Het Eiffelgebouw is een langgerekt, thans witgeschilderd fabrieksgebouw van zeven verdiepingen. Het bestaat uit drie min of meer identieke bouwdelen, die in 1930, 1932 en 1941 gereed kwamen. De eerste twee bouwdelen hebben een skeletbouwconstructie van gewapend beton; het laatste bezit een staalskeletconstructie.[16] Ten zuiden hiervan ligt het voormalige kantoorgebouw van de Koninklijke Sphinx in functionalistische stijl (architect: A. Postma, 1956) en daarachter de sanitair-showroom uit 1950. Het tussen het Bassin en de Boschstraat gelegen blok woningen en pakhuizen werd eind jaren zeventig gesloopt en vervangen door een hotel en een strak vormgegeven appartementengebouw.[17]

Gevelstenen, standbeelden, straatmeubilair

bewerken
 
Gevelsteen nr. 57

Meer dan dertig huizen in de Boschstraat bezitten gevelstenen, veelal uit de 18e eeuw. Bijzondere exemplaren bevinden zich onder andere op nrs. 36, 40a, 49-57, 63, 89-97, 101 en 113.[18] Voor Boschstraat 60 bevindt zich sinds 2019 een struikelsteentje voor de verzetsman Ab Schols (1916-1944), die als lid van het verzet in oktober 1944 in de buurt van Posterholt werd gearresteerd en korte tijd later in de bossen bij Effeld werd doodgeschoten.[19]

Het standbeeld van Jan Pieter Minckeleers van Bart van Hove uit 1904 is in 2006 enkele tientallen meters zuidwaarts verplaatst, waardoor het nu op de grens van de Boschstraat en de Markt staat. Het bronzen standbeeld staat op een hoge, hardstenen sokkel met bronzen plaquettes, waarop in reliëf enkele scènes uit het leven van de Maastrichtse wetenschapper zijn weergegeven.[20]

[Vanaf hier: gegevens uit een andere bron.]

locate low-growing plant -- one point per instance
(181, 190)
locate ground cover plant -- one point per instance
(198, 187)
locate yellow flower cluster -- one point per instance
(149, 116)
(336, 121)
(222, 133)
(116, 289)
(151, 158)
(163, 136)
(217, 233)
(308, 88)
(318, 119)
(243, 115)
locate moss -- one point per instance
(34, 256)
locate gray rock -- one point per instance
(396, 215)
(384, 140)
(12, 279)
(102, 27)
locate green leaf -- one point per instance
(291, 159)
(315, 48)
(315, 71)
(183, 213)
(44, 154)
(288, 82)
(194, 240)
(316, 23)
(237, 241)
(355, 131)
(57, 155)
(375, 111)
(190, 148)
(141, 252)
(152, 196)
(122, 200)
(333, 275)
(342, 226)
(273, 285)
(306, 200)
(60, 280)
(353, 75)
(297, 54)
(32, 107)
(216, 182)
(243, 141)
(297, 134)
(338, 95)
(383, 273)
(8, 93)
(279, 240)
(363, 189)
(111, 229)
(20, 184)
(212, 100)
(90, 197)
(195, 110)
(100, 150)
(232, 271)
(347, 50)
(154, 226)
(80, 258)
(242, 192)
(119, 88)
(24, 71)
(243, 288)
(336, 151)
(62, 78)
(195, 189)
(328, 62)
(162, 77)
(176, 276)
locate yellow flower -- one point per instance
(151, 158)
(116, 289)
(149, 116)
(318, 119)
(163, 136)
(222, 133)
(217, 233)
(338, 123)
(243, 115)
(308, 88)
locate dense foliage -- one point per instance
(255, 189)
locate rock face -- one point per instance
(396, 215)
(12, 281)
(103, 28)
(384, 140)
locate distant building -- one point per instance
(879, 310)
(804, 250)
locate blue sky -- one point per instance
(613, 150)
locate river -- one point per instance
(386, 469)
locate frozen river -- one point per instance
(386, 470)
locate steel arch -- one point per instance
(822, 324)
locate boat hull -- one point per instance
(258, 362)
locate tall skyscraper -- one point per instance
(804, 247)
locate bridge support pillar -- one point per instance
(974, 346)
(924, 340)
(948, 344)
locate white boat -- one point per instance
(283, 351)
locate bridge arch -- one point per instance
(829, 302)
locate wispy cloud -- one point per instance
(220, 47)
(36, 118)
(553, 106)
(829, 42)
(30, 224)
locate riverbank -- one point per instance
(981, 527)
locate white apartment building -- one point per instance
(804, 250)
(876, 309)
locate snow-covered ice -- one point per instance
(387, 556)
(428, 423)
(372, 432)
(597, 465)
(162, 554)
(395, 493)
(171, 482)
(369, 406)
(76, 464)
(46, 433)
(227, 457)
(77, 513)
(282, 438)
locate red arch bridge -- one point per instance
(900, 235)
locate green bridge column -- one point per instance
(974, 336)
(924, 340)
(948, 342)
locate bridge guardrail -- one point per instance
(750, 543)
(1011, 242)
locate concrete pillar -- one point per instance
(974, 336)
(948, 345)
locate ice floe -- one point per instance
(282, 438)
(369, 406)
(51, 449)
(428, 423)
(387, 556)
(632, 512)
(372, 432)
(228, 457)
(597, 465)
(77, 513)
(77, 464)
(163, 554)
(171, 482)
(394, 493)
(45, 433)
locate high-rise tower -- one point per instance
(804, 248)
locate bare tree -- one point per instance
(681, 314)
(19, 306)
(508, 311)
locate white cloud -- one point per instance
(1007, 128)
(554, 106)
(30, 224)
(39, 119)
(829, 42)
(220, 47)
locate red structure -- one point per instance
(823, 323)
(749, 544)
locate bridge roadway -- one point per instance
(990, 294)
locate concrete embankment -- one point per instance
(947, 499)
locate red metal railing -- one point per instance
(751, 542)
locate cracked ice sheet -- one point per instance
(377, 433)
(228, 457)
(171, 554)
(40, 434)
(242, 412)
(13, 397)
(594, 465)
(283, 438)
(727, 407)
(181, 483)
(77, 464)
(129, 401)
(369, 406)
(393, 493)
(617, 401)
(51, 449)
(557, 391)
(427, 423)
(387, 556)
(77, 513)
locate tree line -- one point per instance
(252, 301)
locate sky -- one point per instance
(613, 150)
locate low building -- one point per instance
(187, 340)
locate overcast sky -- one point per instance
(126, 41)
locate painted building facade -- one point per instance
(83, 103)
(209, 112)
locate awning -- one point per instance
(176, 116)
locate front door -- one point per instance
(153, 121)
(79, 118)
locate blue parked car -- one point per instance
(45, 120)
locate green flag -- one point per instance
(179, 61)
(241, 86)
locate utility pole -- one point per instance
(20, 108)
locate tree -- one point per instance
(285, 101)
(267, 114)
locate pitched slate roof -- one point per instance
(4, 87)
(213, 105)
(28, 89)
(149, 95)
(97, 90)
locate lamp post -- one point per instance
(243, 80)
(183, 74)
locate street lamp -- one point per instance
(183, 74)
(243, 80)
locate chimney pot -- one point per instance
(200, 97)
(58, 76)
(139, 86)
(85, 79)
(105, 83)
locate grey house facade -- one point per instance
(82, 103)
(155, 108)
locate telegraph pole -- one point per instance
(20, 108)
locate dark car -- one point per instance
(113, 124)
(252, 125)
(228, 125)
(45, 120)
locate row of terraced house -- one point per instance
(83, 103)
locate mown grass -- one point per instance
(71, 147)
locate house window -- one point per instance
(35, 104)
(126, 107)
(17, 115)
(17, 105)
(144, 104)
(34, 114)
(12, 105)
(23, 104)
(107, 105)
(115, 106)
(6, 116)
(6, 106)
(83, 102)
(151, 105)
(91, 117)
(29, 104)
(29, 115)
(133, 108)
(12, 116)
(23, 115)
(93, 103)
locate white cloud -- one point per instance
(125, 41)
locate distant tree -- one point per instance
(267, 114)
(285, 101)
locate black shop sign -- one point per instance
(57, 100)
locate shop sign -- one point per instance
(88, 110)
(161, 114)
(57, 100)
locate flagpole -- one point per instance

Het bronzen beeld van Sint Antonius van Padua van Charles Eyck uit 1951 is deel van een fontein ontworpen door Jean Huysmans en staat voor de Sint-Matthiaskerk. Vroeger was het 170 cm hoge beeld op een sokkel van 120 cm omgeven door negen bronzen, water spuitende vissen. Deze zijn na herhaaldelijke diefstal vervangen door een bronzen band met 30 gaatjes. De fonteinbak heeft een diameter van 320 cm.[21]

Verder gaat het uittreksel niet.